1955年ごろの長島愛生園を再現したジオラマを見ながら解説を聞く参加者=岡山県瀬戸内市、長島愛生園歴史館
1955年ごろの長島愛生園を再現したジオラマを見ながら解説を聞く参加者=岡山県瀬戸内市、長島愛生園歴史館

 国の誤った隔離政策が偏見や差別につながったハンセン病の歴史を学ぼうと8日、島根県内の37人が国立療養所・長島愛生園(岡山県瀬戸内市)を訪れた。歴史館や納骨堂などを回り、社会から断絶された人々の苦しみに思いをはせた。(小引久実)

 長島愛生園は1930年、国内初の国立療養所として瀬戸内海に浮かぶ長島に建てられ、多い時には2千人を超えるハンセン病患者が収容された。

 歴史館訪問を前に参加者は本土と長島をつなぐ邑久長島大橋を歩いた。長さ約30メートルと短いが88年に開通するまでは、入所者は自由な行き来を遮られていた。大橋は「人間回復の橋」と呼ばれ、参加者は海に隔てられたころを想像しながら渡った。

 歴史館では釜井大資(だいすけ)解説員(46)が、展示フロアの中心にある入所者手作りのジオラマを示し、55年ごろの様子を説明。療養所にもかかわらず不当に安い賃金で作業をさせられたという負の歴史を語った。
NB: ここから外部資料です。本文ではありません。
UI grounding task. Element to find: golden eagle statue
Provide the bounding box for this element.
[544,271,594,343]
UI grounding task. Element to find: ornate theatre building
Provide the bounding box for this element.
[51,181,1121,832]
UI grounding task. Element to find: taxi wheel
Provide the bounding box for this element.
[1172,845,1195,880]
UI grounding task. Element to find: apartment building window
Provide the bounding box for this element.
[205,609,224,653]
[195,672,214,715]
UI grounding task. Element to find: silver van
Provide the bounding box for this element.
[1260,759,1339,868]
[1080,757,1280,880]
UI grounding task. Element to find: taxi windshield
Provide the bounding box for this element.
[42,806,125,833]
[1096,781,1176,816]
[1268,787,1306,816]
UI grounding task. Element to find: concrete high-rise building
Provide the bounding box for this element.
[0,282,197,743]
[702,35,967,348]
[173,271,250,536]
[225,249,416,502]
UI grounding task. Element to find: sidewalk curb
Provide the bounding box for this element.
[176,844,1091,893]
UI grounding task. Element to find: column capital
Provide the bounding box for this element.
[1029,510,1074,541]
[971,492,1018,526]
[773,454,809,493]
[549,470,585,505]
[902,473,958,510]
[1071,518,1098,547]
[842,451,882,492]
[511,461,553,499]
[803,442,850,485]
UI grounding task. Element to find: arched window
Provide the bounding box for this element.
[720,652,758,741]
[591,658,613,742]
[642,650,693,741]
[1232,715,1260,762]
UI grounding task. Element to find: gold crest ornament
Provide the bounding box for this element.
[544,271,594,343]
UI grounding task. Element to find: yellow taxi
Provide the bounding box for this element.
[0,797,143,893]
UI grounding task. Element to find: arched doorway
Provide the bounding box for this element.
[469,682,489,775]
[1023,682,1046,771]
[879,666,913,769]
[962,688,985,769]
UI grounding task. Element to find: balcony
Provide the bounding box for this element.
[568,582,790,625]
 入所者が収容される際に船から下りて渡った桟橋、愛生園での生活を始める前に手続きした「回春寮」、脱走者を収監した監房も見学。回春寮では脱走防止のため現金を没収され、消毒液で満たした風呂に入れられたという。殺伐とした光景に参加者は言葉を失い沈黙した。

 見学の最後に足を運んだのは島の小高い丘の上にある納骨堂。3700柱の遺骨が収まる。火葬後に骨(こつ)壺(つぼ)を引き取りに来た遺族が、海に投げ捨てることが頻発したため建てられた。

 釜井解説員は偏見や差別がなければこのようなことは起こらなかったと強調。「ここは元患者への祈りの場であると同時に、社会の誓いの場であるべきだ」と訴えた。参加者は納骨堂に花を手向け、同じ過ちを繰り返さないと誓った。

 夏休みに人権について学ぼうと参加した開星高校1年の三原克心(よしと)さん(16)は、「ここでどのように暮らしていたのかが分かり悲しくなった。こんな差別や偏見はなくなってほしい」と話した。

 訪問事業は島根県が主催した。これまで県内の医療・教育関係者や県職員が参加し、今回は新型コロナウイルス禍による移動制限がなくなった機会を捉え、初めて参加者を一般公募した。